Lo sciopero generale programmato dalla Cgil per venerdì 12 dicembre, disertato sinora da tutte le organizzazioni sindacali maggiori, sta raccogliendo adesioni tra i sindacati e le associazioni più piccole: soprattutto nel mondo della scuola, dove i disagi per studenti e famiglie potrebbero rivelarsi maggiori che in altri comparti. Dopo le adesioni alla protesta, che si concretizzerà con una manifestazione nazionale a Roma, da parte di Cobas, Cub e SdL, a meno di dieci giorni dall’iniziativa anche i Comitati italiani precari hanno fatto pervenire la loro volontà a partecipare.
Lo hanno divulgato attraverso un comunicato stampa in gran parte argomentato dalle dichiarazioni del presidente Maristella Curreli. La preoccupazione dei Cip, una delle associazioni storiche a difesa dei diritti dei docenti non di ruolo, è che a pagare il prezzo maggiore dei tagli previsti dal Governo siano proprio i precari: “i provvedimenti Gelmini-Tremonti-Aprea – sostiene Curreli – costano 160.000 posti di lavoro e cancellano ogni possibilità di stabilizzazione dei precari, revocando i loro diritti acquisiti negli anni, infliggendo un colpo ferale alla scuola statale”.

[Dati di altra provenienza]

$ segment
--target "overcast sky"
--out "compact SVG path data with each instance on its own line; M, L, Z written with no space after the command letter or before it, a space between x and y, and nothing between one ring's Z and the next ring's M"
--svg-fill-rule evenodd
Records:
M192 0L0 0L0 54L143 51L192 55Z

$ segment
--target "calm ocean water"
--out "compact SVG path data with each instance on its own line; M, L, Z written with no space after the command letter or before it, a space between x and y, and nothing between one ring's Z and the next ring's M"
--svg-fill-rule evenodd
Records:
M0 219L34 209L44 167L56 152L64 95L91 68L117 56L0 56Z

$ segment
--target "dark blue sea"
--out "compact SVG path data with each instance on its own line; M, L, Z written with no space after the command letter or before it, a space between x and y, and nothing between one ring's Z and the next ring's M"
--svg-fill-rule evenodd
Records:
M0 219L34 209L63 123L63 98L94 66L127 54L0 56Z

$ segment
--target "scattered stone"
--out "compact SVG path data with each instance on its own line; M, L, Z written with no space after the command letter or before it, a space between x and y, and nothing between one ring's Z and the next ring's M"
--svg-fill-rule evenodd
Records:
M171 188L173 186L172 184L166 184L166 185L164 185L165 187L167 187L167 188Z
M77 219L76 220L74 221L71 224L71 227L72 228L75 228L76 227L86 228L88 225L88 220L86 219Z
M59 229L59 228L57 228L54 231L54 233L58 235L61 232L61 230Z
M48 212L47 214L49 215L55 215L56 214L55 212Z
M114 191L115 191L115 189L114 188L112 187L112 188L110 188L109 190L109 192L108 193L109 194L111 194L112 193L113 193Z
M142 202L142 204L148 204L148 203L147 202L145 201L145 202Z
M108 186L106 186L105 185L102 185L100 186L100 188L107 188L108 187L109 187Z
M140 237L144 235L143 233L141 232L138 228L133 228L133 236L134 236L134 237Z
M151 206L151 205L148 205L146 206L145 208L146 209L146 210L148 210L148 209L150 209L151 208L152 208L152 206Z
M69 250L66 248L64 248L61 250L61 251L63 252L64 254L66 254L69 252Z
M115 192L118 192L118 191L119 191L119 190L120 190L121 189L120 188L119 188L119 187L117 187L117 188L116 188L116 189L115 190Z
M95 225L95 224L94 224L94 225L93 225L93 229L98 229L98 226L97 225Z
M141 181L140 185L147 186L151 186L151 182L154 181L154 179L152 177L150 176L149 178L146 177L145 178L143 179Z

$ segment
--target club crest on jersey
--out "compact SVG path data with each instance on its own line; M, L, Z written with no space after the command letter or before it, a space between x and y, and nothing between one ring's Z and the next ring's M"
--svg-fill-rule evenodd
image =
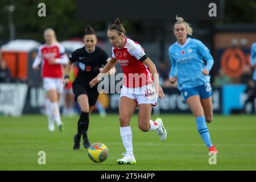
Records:
M79 63L79 68L82 71L84 71L85 68L85 65L82 63Z
M148 89L146 90L144 90L144 92L145 92L145 97L150 97L155 94L155 92L154 90L151 90L150 89Z
M122 52L121 52L121 51L117 52L117 56L118 57L122 57Z

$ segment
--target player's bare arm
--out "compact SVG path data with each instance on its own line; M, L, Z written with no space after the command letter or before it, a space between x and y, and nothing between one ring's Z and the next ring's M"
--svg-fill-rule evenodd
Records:
M73 63L71 63L71 61L68 61L68 64L67 64L66 73L65 74L63 80L63 84L65 86L68 85L68 83L69 81L69 77L68 76L69 75L70 72L72 67L73 67Z
M159 85L159 76L155 64L148 57L143 61L143 64L148 67L152 73L156 93L160 98L164 99L165 98L164 94L162 87Z
M109 71L112 68L114 67L114 65L117 63L117 60L115 59L111 58L110 60L108 62L108 63L105 65L105 67L103 68L102 70L101 70L101 72L97 76L96 76L95 78L94 78L92 81L90 82L90 88L92 88L93 86L95 86L96 84L98 83L103 76L103 74L106 73L108 71Z

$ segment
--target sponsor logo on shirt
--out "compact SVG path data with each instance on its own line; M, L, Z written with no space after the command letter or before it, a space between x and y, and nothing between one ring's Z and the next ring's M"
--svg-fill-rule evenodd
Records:
M118 60L118 63L120 64L120 65L122 67L125 67L128 65L128 63L129 63L129 61L128 60Z
M191 60L193 58L194 58L194 56L187 56L187 57L182 57L182 58L177 59L176 62L177 62L177 63L185 63L189 60Z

Per questo motivo “dopo essere stati in prima fila il 17 e il 30 ottobre scioperiamo ancora a difesa della scuola pubblica, laica e di qualità. Ciò comporta, per i precari, un notevole sacrificio economico ma anche un dovere essenziale. Sul piano occupazionale siamo i soli penalizzati dai tagli della finanziaria voluta da Tremonti”.
Ma i Cip non puntano il dito solo contro il Governo, perché le loro accuse riguardano anche ambienti più vicini e, almeno sulla carta, potenziali alleati. Una delle categorie più colpite dall’associazione dei precari sono, infatti, i sindacati, in particolare quelli troppo concertativi: se la scuola è arrivata a questo punto la colpa sarebbe infatti non solo della “strabica politica economica che dissipa risorse pubbliche”, ma anche della “scarsa sensibilità fin qui dimostrata dalle organizzazioni sindacali verso il precariato e la dissennata divisione del fronte sindacale che sostiene le medesime ragioni con manifestazioni separate, screditandosi – sostiene Curreli – come serio interlocutore tanto per i precari quanto per lo stesso Governo”.

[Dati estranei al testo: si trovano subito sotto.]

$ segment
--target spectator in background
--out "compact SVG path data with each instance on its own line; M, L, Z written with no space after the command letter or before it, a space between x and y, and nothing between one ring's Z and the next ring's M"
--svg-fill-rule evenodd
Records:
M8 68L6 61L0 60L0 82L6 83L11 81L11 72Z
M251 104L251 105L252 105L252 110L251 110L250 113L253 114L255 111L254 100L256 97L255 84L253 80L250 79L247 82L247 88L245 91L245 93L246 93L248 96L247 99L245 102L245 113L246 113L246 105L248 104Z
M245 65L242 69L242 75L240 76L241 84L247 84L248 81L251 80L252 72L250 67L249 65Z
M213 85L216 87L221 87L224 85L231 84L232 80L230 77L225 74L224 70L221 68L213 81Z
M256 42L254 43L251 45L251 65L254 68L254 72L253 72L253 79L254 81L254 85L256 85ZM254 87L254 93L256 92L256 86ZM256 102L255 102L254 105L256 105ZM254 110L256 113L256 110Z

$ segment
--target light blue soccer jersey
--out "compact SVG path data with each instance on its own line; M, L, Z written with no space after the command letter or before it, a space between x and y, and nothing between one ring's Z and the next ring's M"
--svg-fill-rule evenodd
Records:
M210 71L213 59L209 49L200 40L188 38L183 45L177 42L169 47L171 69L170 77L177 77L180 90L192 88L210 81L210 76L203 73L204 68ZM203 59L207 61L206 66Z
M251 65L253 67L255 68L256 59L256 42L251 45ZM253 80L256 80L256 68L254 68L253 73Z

E’ un dato di fatto, opinioni a prescindere, che il malcontento sia alto. Un motivo in più per raccogliere adesioni, tra l’altro in un mese (quello in cui viene maturata la tredicesima) durante il quale fare sciopero può essere ampiamente “ammortizzato” dalla tredicesima. L’impressione è allora che, cavalcando anche la tensione tra i lavoratori per provvedimenti contro il mantenimento dello status quo, nei prossimi giorni possano seguire l’esempio dei sindacati di base e dei Cip anche altri sindacati ed associazioni. Alcune associazioni, sempre della scuola, quelle più agguerrite ed in lotta da tre mesi per il ritiro del dl Gelmini sul maestro unico, hanno già fatto sapere che il 12 i loro iscritti incroceranno le braccia. Altre stanno valutando la situazione: sono consapevoli che tirare troppo la “corda” potrebbe comportare una richiesta eccessiva ai lavoratori, i cui stipendi, si sa, sono ormai sempre meno “pesanti” a causa dell’inflazione, della crisi economica e degli aumenti sempre meno in linea con il costo della vita. Il risultato, in queste situazioni, è che chiamando allo sciopero il personale per a poco più di trenta giorni dall’ultima iniziativa – quello del 30 ottobre a cui hanno partecipato tutte le sigle maggiori e la grande maggioranza delle più piccole – si rischia di far desistere il lavoratore. Il malcontento per le scelte fatte di recente da Governo e Miur però, allo stesso tempo, rimane alto. Così alto che per la Flc-Cgil “vedrà scendere in piazza milioni di lavoratori, vedrà ancora una volta una forte adesione anche nei comparti della conoscenza”.